De argamasa estructural, la sucesión de diálogos recuerda “los cuentos de Ise” de Ariwara No Narihira (siglo X), sin embargo, a veces y a diferencia de los cuentos, aparecen diálogos monologados o concatenación de monólogos autistas que, en conjunto, comportan una unidad descriptiva de la potencia que el amor ha de tener como suma de identidades completas. El amor como diálogo, parece decirnos, sólo es posible como resultado de un monólogo previo. Así, la vida separada de los protagonistas cumple con la expectativa de ambos modos: uno espera, el otro tiende a él, uno es el destino, otro el destinado y, en cierto sentido, un monólogo amoroso posee en su tuétano una vocación de diálogo. En el cuento LXXII de Ise: “Lo que de odio es digno / no es el pino de Oyodo / que espera, / sino la ola que huye / en cuanto toca la playa”, (el pino de Oyodo es ella, la ola es él), tiene lugar la quietud y el movimiento donde cada estado no puede sobrevivir sin el otro. En el libro de todos los amores: “Él le dijo: Cuando entro y salgo del surco de tus nalgas, mi piel viene de otro mundo. Ella le dijo: Amar nada tiene que ver con mirar al cielo y quedarse pasmado en las demandas de los dioses. Amar es bajar la mirada y con la punta de la lengua escribir en el orificio del deseo”. Aquí, la misma representación de un cielo que no sobrevive sin tierra y viceversa. El autor, Fernández Mallo, lo llama “amor apofenía” (hallar patrones en un conjunto de datos aleatorios), lugar en el que, seguramente, cae este análisis, pero la interrogante es, ¿No hay en el amor tantos matices aleatorios como patrones?

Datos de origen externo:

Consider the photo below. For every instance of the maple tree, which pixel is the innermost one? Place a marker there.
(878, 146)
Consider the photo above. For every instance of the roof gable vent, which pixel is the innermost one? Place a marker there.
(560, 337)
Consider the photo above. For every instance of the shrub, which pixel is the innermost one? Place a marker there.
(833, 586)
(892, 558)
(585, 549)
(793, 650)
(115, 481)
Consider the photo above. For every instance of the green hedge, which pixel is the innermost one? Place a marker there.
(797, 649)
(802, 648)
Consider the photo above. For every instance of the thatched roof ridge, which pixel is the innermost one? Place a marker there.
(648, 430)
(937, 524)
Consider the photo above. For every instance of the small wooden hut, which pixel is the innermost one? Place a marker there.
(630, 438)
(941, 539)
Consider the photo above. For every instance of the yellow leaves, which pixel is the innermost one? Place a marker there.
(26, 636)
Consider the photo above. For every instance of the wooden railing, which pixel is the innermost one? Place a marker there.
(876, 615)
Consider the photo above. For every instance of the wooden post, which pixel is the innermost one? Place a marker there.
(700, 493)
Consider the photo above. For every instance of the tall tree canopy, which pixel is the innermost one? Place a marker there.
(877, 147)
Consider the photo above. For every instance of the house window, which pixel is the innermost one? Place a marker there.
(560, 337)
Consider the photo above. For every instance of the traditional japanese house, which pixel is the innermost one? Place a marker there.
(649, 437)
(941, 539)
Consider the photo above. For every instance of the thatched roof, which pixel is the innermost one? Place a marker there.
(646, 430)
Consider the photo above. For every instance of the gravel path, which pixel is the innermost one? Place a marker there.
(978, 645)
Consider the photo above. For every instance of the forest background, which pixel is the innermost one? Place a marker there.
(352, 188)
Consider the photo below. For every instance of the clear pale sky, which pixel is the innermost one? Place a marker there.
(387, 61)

Que el periplo literario de la obra dedique páginas a la “inteligencia artificial”, al “tubo de ensayo”, al “capitalismo” o a la “tabla periódica”, por ejemplo, afirma que el amor es el nudo gordiano que ata todo con lazos escondidos y que, para que la sociedad pierda el equilibrio, basta con cortar la cuerda. Sin embargo, al concluir la lectura he recordado lo que le dijo Borges a García Márquez una vez leída “Cien años de soledad”: ¿No podían haber sido cincuenta?